NLP+CSS: Workshop on Natural Language Processing and Computational Social Science
Second workshop on NLP+CSS at ACL 2017
August 3 or 4, 2017, Vancouver, Canada
Includes an option for non-archival paper submissions, as well as invited talks, panels, and a poster session.
Organizers: David Bamman (UC Berkeley) A. Seza Doğruöz (Tilburg University), Dirk Hovy (U. of Copenhagen), David Jurgens (Stanford), Brendan O'Connor (UMass Amherst), Oren Tsur (Harvard/Northeastern), Svitlana Volkova (PNNL)

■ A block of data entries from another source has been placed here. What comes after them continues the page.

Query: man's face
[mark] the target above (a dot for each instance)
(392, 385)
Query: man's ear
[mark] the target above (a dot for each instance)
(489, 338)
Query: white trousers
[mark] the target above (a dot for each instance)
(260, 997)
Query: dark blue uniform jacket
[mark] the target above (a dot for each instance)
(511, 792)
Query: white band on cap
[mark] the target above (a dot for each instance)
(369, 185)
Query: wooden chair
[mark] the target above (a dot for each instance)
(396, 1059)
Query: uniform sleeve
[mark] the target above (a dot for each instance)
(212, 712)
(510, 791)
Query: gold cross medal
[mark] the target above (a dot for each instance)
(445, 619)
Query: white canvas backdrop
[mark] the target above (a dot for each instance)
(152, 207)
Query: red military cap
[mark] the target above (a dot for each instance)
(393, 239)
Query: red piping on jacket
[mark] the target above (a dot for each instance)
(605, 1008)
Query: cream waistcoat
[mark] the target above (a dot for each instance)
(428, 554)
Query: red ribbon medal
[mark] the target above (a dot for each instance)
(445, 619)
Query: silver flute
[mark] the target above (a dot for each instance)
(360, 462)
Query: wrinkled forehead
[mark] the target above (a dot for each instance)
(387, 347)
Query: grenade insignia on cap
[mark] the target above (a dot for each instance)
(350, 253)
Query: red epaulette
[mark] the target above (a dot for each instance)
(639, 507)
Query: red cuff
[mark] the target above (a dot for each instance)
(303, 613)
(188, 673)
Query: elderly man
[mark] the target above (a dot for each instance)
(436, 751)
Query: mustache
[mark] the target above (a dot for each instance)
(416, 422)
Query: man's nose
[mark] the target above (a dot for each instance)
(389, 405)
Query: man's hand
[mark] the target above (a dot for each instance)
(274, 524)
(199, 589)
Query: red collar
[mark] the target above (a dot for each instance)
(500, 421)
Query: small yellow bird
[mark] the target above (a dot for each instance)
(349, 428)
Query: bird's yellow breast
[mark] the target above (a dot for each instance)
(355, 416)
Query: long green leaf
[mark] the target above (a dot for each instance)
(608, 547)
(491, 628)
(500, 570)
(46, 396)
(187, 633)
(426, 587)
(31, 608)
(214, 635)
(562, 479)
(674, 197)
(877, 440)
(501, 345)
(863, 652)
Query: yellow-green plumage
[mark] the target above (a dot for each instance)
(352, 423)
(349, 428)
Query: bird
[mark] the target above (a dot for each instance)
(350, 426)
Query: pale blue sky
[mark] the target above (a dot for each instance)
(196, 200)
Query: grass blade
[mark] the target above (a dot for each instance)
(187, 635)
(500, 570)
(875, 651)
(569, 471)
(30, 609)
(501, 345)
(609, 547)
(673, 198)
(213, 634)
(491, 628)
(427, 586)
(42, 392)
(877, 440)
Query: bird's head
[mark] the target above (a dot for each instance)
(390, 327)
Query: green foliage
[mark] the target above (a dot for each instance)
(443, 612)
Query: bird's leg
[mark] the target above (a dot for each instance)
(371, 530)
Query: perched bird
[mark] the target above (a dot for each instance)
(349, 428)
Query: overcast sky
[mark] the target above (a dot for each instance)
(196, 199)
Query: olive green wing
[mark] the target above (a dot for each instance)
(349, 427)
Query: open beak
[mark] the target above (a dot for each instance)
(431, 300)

On Twitter: NLP and CSS @nlpandcss
Language is a crucial outcome from, and contributor to, complex social processes. What we say and how we say it has a mutual dependence with our social background and interactions, including factors like age, ethnicity, relationships, ideology, affect, etc. While the interdependence between language and social factors has received attention in both natural language processing (NLP) and the (computational) social sciences (CSS), these two fields still exist largely in parallel, holding back research insights and potential applications. This proposal aims to advance the joint computational analysis of social sciences and language by explicitly involving social scientists, NLP researchers, and industry partners.
Computational social science is a growing field that often seeks to develop insights from textual data, including not only novel corpora from online social interactions, but also historical records, news archives, speech transcripts, and many other sources. This young field is still in flux with respect to standard methodologies and theories. Although NLP is one of the main tools to analyze social behavior from text, the potential of natural language processing technologies and insights has still not yet been realized in CSS.
We face a similar challenge with integrating social factors into NLP research. Although characteristics of the communication partner, medium of communication (e.g. face-to-face or online), and context (e.g. presidential address vs. family conversation) influence language use, most NLP models do not account for any of these factors. This mismatch between modeling and reality has two effects: worse model performance on certain demographics or social groups, and a general degradation of model performance over time (data drift).
This pair of workshops seeks to fill these gaps by bringing together both NLP and social science researchers.
We invite research on any of the following general topics:
While all submissions will be reviewed equally, authors can optionally choose a non-archival submission, or else the standard archival submission option.